The hydrolysis of nitric acid anhydride is an important removal step in the atmospheric nitrogen oxide cycle. Within the CASOMIO project it was shown, that condensation of oxidation products of biogenic hydrocarbons onto aqueous aerosol surfaces reduces the hydrolysis reaction of nitric acid anhydride by factors of 2 to 10. Our findings are the first direct experimental evidence for a significant modification of an important atmospheric process by organic coatings.

Changes in the Tropopause Region - The Stratosphere in a Changing Environment
(1) During the Arctic campaign EUPLEX (coordinated by ICG-I) chlorine activation and partitioning and the effects on chemical ozone loss were investigated. Precise chlorine observations made by the newly-developed HALOX instrument onboard the high-flying Russian research aircraft Geophysica suggest that an important rate constant has to be revised, with significant consequences for calculated ozone loss rates. (2) A Lagrangian method has been developed to link local and short-period validation measurements to global satellite data in order to increase its statistical significance. This method is intended to be applied on our airborne and balloon-borne measurements of water vapour and halogen radicals for validation of the Environmental Satellite ENVISAT. (3) The structure of the extra-tropical tropopause region was investigated during dedicated aircraft campaigns, with emphasis on transport and mixing processes. The results highlight the importance of meso-scale structures for stratosphere-troposphere-exchange (STE). (4) Long-term observations of water vapour, ozone, and nitrogen species were continued on commercial airlines as part of the European project MOZAIC. They have now delivered the first climatology for total odd-nitrogen (NOy) for the upper troposphere and lower stratosphere (> 1000 flights). The seasonal cycle of NOy is approximately in phase with that of ozone.
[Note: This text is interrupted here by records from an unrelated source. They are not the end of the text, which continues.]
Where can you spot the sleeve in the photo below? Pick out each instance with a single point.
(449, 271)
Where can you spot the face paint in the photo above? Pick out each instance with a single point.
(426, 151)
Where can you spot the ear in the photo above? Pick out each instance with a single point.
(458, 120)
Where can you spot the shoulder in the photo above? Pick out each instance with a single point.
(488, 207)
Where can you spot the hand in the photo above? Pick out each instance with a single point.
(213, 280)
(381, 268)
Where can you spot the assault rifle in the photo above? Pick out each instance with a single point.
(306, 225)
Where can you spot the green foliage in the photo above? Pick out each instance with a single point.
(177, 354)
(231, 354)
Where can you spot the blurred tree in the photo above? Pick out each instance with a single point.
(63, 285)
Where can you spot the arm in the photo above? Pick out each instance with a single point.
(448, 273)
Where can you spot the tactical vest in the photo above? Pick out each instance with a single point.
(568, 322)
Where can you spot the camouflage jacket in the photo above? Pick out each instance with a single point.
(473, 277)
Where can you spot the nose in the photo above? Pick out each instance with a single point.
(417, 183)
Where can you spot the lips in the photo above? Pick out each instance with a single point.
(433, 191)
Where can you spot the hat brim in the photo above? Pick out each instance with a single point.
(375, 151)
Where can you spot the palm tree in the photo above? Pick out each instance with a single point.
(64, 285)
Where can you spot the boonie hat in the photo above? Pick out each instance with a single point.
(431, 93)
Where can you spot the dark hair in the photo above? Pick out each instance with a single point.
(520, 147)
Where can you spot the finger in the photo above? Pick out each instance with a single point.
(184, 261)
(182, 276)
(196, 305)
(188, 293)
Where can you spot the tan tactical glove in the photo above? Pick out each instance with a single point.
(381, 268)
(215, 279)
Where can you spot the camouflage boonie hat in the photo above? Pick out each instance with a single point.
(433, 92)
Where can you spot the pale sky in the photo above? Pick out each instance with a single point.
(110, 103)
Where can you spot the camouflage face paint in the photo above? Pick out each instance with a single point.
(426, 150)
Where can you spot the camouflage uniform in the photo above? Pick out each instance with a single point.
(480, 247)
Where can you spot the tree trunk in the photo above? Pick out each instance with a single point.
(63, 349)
• Biogeosystems: Dynamics, Adaptation and Adjustment

Functioning of Soils, Sediments and Groundwater
With financial support from industry, EU, DFG and government lab and field experiments were carried out to study the environmental fate of xenobiotics in agroecosystems. They focussed on the characterisation and modelling of the filter and buffer functions of soils for xenobiotics and their transport behaviour in soils and aquifers. The advancement of non-invasive measurement techniques for the investigation of porous media included the development of a novel magneto-electrical scanner and enabled the characterisation of solute transport in a heterogeneous aquifer in the course of tracer experiments. A research project about interactions of pollutants in the system water/suspended matter/sediment was established with the Chongqing Institute of the Three Gorges in China.

Stress and Adaption: Plants in Varying Environment
The analysis of dynamic responses of plants to a fluctuating environment by non invasive methods was further intensified. Digital imaging procedures for growth analysis in 3 dimensions and tomographic methods for determination of the carbon and element (nutrient) transport were developed. The distribution of nutrients in soils and the water uptake capacity of plant roots were analysed for their dynamics by micro suction cups and stable isotope tracers. Mapping of root growth and of concentrations of substances in the growing root tip showed strong differences between nutrients in the relative importance of uptake form the rhizosphere and the import into growing root tips via the phloem. Phloem transport was shown to be very sensitive to a decline of oxygen concentrations. Emissions of oxygenated volative organic compounds could be linked to lipoxygenase activity. Patterns of emitted substances and dynamics of the release during stress supported these finding.